Implicit unified gas kinetic particle method for steady-state solution of multiscale phonon transport

TL;DR

This paper introduces an efficient implicit particle method for steady-state multiscale phonon transport, combining physical relaxation and Newton iteration to achieve high accuracy and significant speedups across regimes.

Contribution

The paper develops a novel implicit unified gas-kinetic particle method that efficiently solves multiscale phonon transport problems by integrating relaxation dynamics and acceleration techniques.

Findings

Achieves 10-100x speedup over traditional methods.

Accurately captures multiscale phonon transport phenomena.

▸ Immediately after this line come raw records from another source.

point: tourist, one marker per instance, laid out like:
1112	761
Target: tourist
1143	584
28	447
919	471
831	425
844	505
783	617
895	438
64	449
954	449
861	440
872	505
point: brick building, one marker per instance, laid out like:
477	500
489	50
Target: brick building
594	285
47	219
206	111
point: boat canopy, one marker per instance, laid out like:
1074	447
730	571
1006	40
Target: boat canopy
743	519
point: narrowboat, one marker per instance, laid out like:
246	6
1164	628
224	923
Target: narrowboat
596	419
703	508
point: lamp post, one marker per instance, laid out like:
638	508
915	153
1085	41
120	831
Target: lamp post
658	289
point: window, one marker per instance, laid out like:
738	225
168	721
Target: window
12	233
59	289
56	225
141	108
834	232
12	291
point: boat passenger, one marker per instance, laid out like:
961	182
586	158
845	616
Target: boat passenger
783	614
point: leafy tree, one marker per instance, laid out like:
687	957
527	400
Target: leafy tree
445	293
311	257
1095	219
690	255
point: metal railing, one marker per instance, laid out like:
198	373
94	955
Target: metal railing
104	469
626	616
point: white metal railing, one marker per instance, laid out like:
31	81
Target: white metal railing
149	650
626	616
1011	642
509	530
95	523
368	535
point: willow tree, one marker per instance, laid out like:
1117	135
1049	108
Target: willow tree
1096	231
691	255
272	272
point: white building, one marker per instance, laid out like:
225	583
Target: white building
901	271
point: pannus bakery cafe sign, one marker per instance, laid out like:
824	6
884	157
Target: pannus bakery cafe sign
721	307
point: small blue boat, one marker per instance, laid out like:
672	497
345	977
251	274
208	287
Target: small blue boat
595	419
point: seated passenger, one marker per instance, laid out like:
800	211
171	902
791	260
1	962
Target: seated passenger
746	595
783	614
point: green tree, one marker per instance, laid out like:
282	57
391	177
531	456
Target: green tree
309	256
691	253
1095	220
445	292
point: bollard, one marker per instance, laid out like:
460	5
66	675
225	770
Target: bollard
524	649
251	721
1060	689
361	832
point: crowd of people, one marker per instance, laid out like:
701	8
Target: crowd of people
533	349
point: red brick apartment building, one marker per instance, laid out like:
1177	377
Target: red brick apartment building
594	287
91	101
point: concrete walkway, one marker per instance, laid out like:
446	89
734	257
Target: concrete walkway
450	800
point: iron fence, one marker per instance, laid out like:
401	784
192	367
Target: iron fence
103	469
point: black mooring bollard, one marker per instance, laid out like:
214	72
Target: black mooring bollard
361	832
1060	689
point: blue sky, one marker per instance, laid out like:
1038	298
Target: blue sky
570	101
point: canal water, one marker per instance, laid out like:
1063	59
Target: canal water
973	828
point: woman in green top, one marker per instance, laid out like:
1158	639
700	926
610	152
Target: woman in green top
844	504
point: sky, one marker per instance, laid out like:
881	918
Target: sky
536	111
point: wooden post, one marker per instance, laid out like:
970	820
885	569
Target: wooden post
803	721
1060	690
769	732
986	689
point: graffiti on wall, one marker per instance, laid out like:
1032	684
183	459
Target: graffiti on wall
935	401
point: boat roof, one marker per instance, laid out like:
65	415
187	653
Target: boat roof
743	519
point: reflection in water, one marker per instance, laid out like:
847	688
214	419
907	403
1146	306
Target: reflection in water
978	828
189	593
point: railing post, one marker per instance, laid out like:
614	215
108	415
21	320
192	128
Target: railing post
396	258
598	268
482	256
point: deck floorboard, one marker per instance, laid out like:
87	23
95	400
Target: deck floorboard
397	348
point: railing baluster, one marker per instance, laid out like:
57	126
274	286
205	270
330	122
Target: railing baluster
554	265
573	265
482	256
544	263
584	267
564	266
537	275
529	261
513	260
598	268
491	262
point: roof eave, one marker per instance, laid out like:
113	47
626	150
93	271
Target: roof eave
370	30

Demonstrates robustness across different Knudsen number regimes.

Abstract

This paper presents a highly efficient implicit unified gas-kinetic particle (IUGKP) method for obtaining steady-state solutions of multi-scale phonon transport. The method adapts and reinterprets the integral solution of the BGK equation for time-independent solutions. The distribution function at a given point is determined solely by the surrounding equilibrium states, where the corresponding macroscopic quantities are computed through a weighted sum of equilibrium distribution functions from neighboring spatial positions. From a particle perspective, changes in macroscopic quantities within a cell result from particle transport across cell interfaces. These particles are sampled according to the equilibrium state of their original cells, accounting for their mean free path as the traveling distance. The IUGKP method evolves the solution according to the physical relaxation time scale, achieving high efficiency in large Knudsen number regimes. To accelerate convergence for small Knudsen numbers, an inexact Newton iteration method is implemented, incorporating macroscopic equations for convergence acceleration in the near-diffusive limit. The method also addresses spatial-temporal inconsistency caused by relaxation time variations in physical space through the null-collision concept. Numerical tests demonstrate the method's excellent performance in accelerating multi-scale phonon transport solutions, achieving speedups of one to two orders of magnitude. The IUGKP method proves to be an efficient and accurate computational tool for simulating multiscale non-equilibrium heat transfer, offering significant advantages over traditional methods in both numerical performance and physical applicability.